ACTIVATION OF REGENERATION-ASSOCIATED PATHWAYS IN NEURONS FOLLOWING PHOTOCAPACITIVE STIMULATION
Marta Nowakowska1, Silke Patz1, Tony Schmidt2, Ludovico Migliaccio3, Marie Jakešová3, Eric Głowacki3, Vedran Đerek4, Karin Kornüller5, Susanne Scheruebel3, Theresa Rienmüller5, Rainer Schindl2, Muammer Üçal1
1Department of Neurosurgery, Medical University of Graz, Graz, 8010 Austria; 2Gottfried Schatz Research Center – Biophysics, Medical University of Graz, Graz, 8010 Austria; 3Central European Institute of Technology, Brno University of Technology, Purkyňova 123, 61200 Brno, Czech Republic; 4Department of Physics, Faculty of Science, University of Zagreb, Bijenička c. 32, 10000, Zagreb, Croatia; 5Institute of Health Care Engineering with European Testing Center of Medical Devices, Graz University of Technology, Austria
Neurostimulation exerts beneficial effects on restorative processes following many debilitating neurological disorders, such as stroke or brain trauma. Current drive to create lightweight and wireless devices for electrical stimulation aims to improve quality of life in patients. Organic photocapacitors rapidly charged upon illumination, which in turn creates an electric field that could be used for stimulation of the cells in their vicinity. We investigate whether these photocapacitive devices could induce regenerative responses in nerve tissue. We cultivated primary neurons from postnatal rats on photocapacitors (round, 11 mm diameter p-n layer of H2PC-PTCDI, 30 mm diameter back electrode of Au-ITO) until their maturation.
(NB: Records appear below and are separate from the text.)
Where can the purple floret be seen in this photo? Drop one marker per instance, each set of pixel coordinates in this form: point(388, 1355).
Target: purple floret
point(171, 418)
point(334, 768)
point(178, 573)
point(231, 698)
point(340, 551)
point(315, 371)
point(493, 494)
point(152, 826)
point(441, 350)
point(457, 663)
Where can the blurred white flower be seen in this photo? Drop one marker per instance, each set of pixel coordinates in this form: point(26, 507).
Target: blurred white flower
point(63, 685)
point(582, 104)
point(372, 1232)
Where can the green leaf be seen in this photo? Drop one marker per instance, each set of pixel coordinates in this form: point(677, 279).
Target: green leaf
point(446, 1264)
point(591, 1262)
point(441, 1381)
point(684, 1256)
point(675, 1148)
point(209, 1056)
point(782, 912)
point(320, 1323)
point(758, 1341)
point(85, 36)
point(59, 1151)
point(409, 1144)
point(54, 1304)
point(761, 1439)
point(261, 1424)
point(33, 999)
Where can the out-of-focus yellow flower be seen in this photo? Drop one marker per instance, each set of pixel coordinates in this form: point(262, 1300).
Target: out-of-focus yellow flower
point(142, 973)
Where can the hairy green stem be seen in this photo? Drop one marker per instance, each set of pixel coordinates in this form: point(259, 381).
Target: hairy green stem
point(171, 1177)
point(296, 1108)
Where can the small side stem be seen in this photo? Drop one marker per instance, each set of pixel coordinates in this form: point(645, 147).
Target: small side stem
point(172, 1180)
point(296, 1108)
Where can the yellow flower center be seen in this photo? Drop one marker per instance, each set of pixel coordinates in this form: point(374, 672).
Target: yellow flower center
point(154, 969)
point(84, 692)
Then, cells were stimulated by light pulses (5 ms pulse, 500 interpulse, 10 iterations, 5 s break – repeated for 30 min) with an LED source (10 mW) at 660 nm wavelength. Neuronal activation was assessed by c-fos immunoreactivity with immunocytofluorescent staining. Neurotrophin (BDNF, NGF, NT-3, NT-4) expression was analysed with real-time qRT-PCR. Cells exposed to light pulses showed increased expression of c-fos protein compared to the controls without light stimulation, proving neuronal activation on the molecular level. Whilst a broad c-fos positivity was observed in these cells, the signal intensity was lower than the one of positive controls exposed to glutamate, indicative of a room for further optimization of photocap size and stimulation parameters. Three hours post-stimulation no significant change in the neurotrophin expression was detectable. Whether this lies on the stimulation protocol, photocap design or intrinsic temporal dynamics of neurotrophin release will be addressed with future planned experiments.